Reading 20M+ JSON Files

Hello,

I asked this question a while ago but never found a good solution. I have around 20M JSON files on a fast Hard Drive (7883.6 MB/s). I need to read them into knime to parse them. I have been unable to find a fast way to do this.

I tried using:
List Files -Table Row to Variable Loop Start - JSON Reader
List File - Turn path into local url - read via localhost with GET Request
As previously suggested in Reading 2M local JSON files - Performance Question
I also tried the Load Text Files, but the UI keeps crashing

The best option is still via a local web server, but then the Windows Server becomes the bottleneck.

Any ideas?

Thank you

Hi @nxfxcom

Did you try the solution suggested by @AlexanderFillbrunn in your other post ?

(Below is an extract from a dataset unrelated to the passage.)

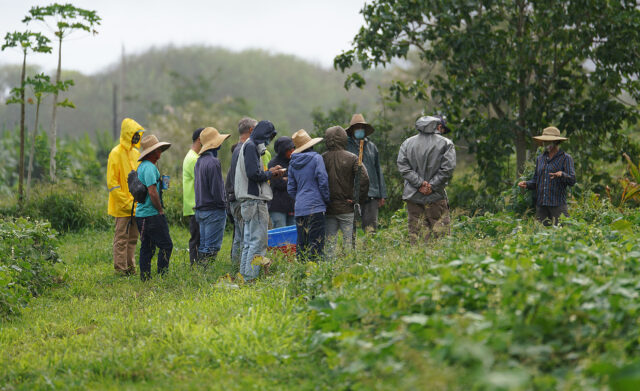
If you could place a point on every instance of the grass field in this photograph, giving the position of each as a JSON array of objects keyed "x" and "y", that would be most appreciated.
[{"x": 501, "y": 304}]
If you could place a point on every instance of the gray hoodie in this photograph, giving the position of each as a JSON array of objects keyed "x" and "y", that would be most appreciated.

I guess this is the way to go. Did it work for you ? If not, where did KNIME couldn’t solve it? at the reading of the JSON ? At the transformation from string to JSON ? Somewhere else ?

Could you post here an example of your JSON files to have a go to it ? It would definitely help us to help you :wink:

Best

Ael

1 Like

Hello,

the challenge with the Load Text Files node is that the Files have to be selected via the UI vs a Data port. Selecting a couple of million files via the UI is always leading to a crash.

Hi @nxfxcom

I understand better now. How big is every JSON file ? Did you try to concatenate them all in a single text file beforehand ? This would prevent the problem of UI crashing and once the concatenated file is uploaded using the -Load Text Files- node, you could split the JSON into different cells of a single column Table to then convert them into JSON using the -String to JSON- node as suggested by @AlexanderFillbrunn. Would this be a solution ?

If you could upload here one of your JSON files (if they do not contain confidential information) , I would implement a workflow example on how to deal with this.

Hope it helps.

Best

Ael

1 Like

Hi,
Maybe the Tika Parser node could be used to read the files? Are they all in one folder?
Kind regards,
Alexander

1 Like

This topic was automatically closed 90 days after the last reply. New replies are no longer allowed.